At Wounded Knee

The southern portion of Badlands National Park is jointly managed by the National Park and by the Oglala Lakota. The hope was that one day this section of the park would be the first Tribal National Park in the country. Those plans have not yet become a reality. The northern unit of the park hosts the scientific interpretation of the land and holds all of the associated resources you’d expect at a National Park.

The southern unit is entirely within the Pine Ridge Reservation. At the White River Visitor Center, you can hear the historical interpretation of the people of this area, from paleo-Indians to European settlers to US Army Air Force troops in WWII who used the reservation land for a gunnery range and bombing practice. Just under 350,000 acres were acquired by eminent domain from the Oglala Lakota in 1942 on the pretext that it was “unused, unoccupied, and blighted”. 

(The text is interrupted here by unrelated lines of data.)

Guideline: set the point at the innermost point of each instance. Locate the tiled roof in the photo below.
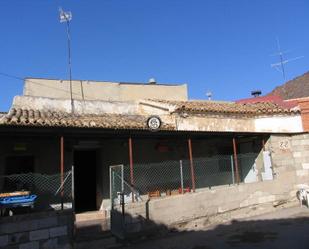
(30, 117)
(270, 98)
(263, 108)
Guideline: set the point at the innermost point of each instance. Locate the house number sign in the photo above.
(284, 144)
(154, 123)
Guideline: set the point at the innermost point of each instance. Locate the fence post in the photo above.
(232, 168)
(111, 187)
(131, 166)
(181, 176)
(236, 161)
(73, 189)
(122, 179)
(191, 164)
(61, 168)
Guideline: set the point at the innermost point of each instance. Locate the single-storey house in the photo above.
(153, 130)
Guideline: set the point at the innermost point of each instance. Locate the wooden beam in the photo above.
(191, 164)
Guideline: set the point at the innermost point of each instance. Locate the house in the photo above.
(250, 150)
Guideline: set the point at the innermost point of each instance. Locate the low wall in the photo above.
(46, 230)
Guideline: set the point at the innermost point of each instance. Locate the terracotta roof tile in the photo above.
(229, 107)
(25, 117)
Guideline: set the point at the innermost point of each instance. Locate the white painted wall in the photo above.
(279, 124)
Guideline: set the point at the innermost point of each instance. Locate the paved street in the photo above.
(282, 229)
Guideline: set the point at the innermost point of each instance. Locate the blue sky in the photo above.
(221, 45)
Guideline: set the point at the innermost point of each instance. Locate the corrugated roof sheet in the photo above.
(36, 118)
(262, 108)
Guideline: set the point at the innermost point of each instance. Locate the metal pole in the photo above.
(110, 187)
(122, 179)
(131, 166)
(73, 191)
(236, 161)
(69, 62)
(61, 168)
(191, 164)
(232, 168)
(181, 176)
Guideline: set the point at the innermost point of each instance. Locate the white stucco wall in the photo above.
(103, 90)
(279, 124)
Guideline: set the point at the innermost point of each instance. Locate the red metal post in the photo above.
(191, 164)
(131, 161)
(61, 168)
(236, 161)
(131, 166)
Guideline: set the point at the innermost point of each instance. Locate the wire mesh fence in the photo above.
(176, 177)
(51, 191)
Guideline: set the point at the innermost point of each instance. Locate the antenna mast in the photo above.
(279, 66)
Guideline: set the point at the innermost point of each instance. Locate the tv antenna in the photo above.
(209, 95)
(279, 66)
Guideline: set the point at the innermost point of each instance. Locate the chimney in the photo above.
(256, 93)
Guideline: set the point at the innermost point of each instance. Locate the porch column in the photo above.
(191, 164)
(263, 144)
(131, 161)
(61, 169)
(236, 161)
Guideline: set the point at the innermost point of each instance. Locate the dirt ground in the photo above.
(283, 229)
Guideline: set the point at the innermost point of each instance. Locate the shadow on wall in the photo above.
(272, 230)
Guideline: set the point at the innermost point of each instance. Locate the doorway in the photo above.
(85, 166)
(19, 165)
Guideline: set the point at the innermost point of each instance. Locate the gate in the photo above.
(123, 225)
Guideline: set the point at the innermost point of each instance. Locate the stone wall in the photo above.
(47, 230)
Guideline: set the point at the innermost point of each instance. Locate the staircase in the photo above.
(92, 230)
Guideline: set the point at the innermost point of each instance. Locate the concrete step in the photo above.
(104, 243)
(92, 215)
(92, 229)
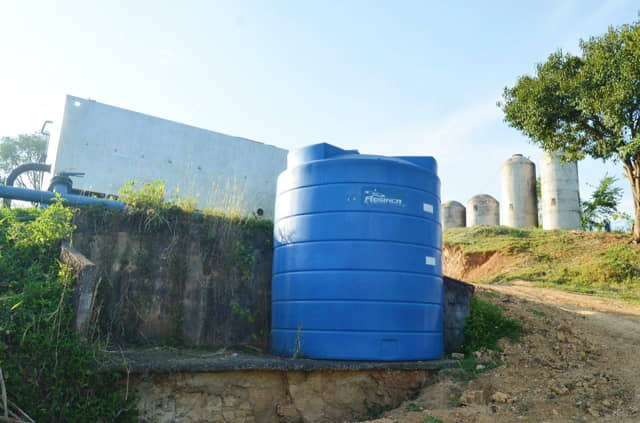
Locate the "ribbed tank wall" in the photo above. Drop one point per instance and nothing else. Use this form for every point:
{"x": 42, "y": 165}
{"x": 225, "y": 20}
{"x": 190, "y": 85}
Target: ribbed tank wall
{"x": 454, "y": 215}
{"x": 519, "y": 203}
{"x": 357, "y": 270}
{"x": 483, "y": 209}
{"x": 560, "y": 191}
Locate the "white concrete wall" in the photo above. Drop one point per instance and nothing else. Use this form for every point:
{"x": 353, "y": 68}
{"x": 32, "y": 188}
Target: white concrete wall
{"x": 483, "y": 209}
{"x": 113, "y": 145}
{"x": 519, "y": 202}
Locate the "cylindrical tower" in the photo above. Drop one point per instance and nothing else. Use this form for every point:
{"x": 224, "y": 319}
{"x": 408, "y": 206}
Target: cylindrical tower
{"x": 519, "y": 208}
{"x": 483, "y": 210}
{"x": 454, "y": 215}
{"x": 560, "y": 193}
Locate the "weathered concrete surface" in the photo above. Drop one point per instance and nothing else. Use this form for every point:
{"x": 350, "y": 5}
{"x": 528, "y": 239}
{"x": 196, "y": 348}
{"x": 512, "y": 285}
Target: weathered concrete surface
{"x": 188, "y": 280}
{"x": 273, "y": 396}
{"x": 86, "y": 279}
{"x": 193, "y": 281}
{"x": 457, "y": 300}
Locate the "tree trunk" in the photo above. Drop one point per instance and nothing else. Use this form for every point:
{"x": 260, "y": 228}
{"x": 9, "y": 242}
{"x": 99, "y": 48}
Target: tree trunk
{"x": 633, "y": 175}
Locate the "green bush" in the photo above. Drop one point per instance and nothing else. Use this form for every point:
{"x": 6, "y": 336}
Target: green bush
{"x": 486, "y": 324}
{"x": 48, "y": 371}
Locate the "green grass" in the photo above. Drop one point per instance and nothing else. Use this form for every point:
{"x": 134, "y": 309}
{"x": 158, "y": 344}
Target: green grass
{"x": 605, "y": 264}
{"x": 48, "y": 371}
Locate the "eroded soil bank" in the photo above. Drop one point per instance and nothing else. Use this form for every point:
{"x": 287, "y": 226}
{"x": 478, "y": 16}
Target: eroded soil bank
{"x": 577, "y": 361}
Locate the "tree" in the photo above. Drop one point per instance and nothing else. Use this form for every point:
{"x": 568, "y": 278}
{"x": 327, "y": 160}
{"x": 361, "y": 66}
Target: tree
{"x": 587, "y": 105}
{"x": 603, "y": 204}
{"x": 25, "y": 148}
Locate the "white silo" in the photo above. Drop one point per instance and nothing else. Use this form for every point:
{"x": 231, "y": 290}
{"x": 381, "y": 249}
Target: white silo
{"x": 560, "y": 192}
{"x": 483, "y": 209}
{"x": 519, "y": 208}
{"x": 454, "y": 215}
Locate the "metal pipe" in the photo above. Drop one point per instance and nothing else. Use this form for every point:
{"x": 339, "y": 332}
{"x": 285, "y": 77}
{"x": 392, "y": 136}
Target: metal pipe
{"x": 48, "y": 197}
{"x": 27, "y": 167}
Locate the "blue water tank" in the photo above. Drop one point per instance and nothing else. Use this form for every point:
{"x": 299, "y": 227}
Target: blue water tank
{"x": 357, "y": 270}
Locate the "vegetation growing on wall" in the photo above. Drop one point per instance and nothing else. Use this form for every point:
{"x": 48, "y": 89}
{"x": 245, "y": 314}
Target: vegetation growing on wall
{"x": 169, "y": 247}
{"x": 590, "y": 262}
{"x": 48, "y": 371}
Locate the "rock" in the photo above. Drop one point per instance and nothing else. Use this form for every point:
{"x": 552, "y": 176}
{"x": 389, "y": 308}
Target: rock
{"x": 560, "y": 389}
{"x": 503, "y": 343}
{"x": 500, "y": 397}
{"x": 472, "y": 398}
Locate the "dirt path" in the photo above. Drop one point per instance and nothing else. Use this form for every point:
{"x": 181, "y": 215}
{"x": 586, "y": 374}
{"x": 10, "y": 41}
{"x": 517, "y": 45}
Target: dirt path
{"x": 579, "y": 361}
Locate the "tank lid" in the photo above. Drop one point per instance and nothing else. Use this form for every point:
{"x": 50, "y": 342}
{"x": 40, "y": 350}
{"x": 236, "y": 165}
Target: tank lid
{"x": 482, "y": 197}
{"x": 315, "y": 152}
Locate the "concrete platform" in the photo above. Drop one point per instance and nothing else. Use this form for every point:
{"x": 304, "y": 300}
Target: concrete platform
{"x": 174, "y": 360}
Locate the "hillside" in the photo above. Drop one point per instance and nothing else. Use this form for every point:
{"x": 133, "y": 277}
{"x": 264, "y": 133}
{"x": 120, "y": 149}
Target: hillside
{"x": 605, "y": 264}
{"x": 574, "y": 361}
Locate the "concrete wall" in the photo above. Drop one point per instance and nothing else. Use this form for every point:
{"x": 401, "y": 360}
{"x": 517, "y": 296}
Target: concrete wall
{"x": 113, "y": 145}
{"x": 519, "y": 202}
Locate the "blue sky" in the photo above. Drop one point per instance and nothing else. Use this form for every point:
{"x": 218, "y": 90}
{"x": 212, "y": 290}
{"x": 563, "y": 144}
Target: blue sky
{"x": 385, "y": 77}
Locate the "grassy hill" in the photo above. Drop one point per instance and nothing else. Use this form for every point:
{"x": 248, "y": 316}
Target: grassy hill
{"x": 589, "y": 262}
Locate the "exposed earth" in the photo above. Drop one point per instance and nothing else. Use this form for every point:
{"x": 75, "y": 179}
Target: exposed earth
{"x": 579, "y": 360}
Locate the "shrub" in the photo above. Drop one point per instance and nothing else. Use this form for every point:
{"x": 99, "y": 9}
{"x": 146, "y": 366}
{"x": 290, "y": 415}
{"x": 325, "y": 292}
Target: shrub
{"x": 486, "y": 324}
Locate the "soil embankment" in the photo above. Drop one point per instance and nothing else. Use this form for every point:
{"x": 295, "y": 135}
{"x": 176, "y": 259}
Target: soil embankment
{"x": 575, "y": 363}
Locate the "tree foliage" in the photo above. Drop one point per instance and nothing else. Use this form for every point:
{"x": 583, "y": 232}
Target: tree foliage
{"x": 25, "y": 148}
{"x": 603, "y": 204}
{"x": 587, "y": 105}
{"x": 49, "y": 372}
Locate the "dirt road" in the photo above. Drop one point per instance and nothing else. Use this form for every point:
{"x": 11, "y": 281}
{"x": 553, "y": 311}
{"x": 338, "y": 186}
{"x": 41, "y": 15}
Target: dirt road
{"x": 578, "y": 361}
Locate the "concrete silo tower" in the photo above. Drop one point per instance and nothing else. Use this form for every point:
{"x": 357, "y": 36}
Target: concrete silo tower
{"x": 519, "y": 208}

Wounded Knee is not within the boundaries of the Park. Its history is told in signs, tombstones, graffiti and the living words of people who live in extreme poverty, mistrustful of neighbors and governments and directly impacted by changes in climate and habitat for the animals that provide their sustenance. I am grateful to Mr. Apple (age 25) and Mr. Fast Horse (age 13) for sharing their story. 

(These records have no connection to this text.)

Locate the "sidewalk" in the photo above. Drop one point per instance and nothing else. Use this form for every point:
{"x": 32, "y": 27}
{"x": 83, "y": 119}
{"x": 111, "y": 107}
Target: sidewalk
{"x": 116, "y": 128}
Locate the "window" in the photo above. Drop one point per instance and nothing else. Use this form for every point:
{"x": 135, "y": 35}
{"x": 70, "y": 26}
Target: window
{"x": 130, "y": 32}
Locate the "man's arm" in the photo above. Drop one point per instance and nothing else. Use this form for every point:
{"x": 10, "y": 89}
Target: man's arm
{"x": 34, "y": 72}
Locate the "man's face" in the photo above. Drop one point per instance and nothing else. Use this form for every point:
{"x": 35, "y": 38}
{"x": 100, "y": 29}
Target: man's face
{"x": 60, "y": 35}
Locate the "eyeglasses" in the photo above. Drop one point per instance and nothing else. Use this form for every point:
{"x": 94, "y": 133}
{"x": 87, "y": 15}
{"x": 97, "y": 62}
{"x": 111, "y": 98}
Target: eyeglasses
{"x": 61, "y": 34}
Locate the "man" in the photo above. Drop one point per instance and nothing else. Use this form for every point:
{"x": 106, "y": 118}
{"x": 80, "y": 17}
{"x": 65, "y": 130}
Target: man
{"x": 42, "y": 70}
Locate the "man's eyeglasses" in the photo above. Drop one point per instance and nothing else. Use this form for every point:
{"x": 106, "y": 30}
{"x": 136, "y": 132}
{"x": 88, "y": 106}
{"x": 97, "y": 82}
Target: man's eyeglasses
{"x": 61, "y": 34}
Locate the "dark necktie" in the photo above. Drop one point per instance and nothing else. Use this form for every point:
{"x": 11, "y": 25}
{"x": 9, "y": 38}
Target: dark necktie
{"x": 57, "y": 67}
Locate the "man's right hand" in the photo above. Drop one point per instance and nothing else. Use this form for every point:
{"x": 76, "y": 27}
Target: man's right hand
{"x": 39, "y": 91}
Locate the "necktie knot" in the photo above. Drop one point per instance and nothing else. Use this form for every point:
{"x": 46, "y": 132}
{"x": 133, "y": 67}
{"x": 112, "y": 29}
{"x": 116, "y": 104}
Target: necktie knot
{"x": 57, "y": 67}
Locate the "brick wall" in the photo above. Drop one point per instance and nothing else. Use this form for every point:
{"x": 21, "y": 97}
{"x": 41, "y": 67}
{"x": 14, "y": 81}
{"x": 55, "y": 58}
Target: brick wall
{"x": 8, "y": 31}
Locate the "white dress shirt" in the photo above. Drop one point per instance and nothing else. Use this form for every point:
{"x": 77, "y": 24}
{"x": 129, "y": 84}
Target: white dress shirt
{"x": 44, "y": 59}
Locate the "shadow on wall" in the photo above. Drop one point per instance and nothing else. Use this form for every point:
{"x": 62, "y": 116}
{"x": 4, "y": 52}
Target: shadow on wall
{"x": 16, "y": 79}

My heart aches for these people, for their wounded dignity, for their invisibility, for their spoiled livelihood. That “living off the land” was ever possible for humans in this place year-round is doubtful, especially after the buffalo herds were decimated by European immigrants. This is an area of seasonal extremes, a place to which you’d make a sacred pilgrimage, spend a time in awe, and respectfully vacate. 

To see the land as sacred, wild, and autonomous allows an attitude of humility to flourish and banishes thoughts of domination, extraction and exploitation.  It brings truer balance and harmony to the relationship. Perhaps from this new understanding, a more sustainable future will develop for our species.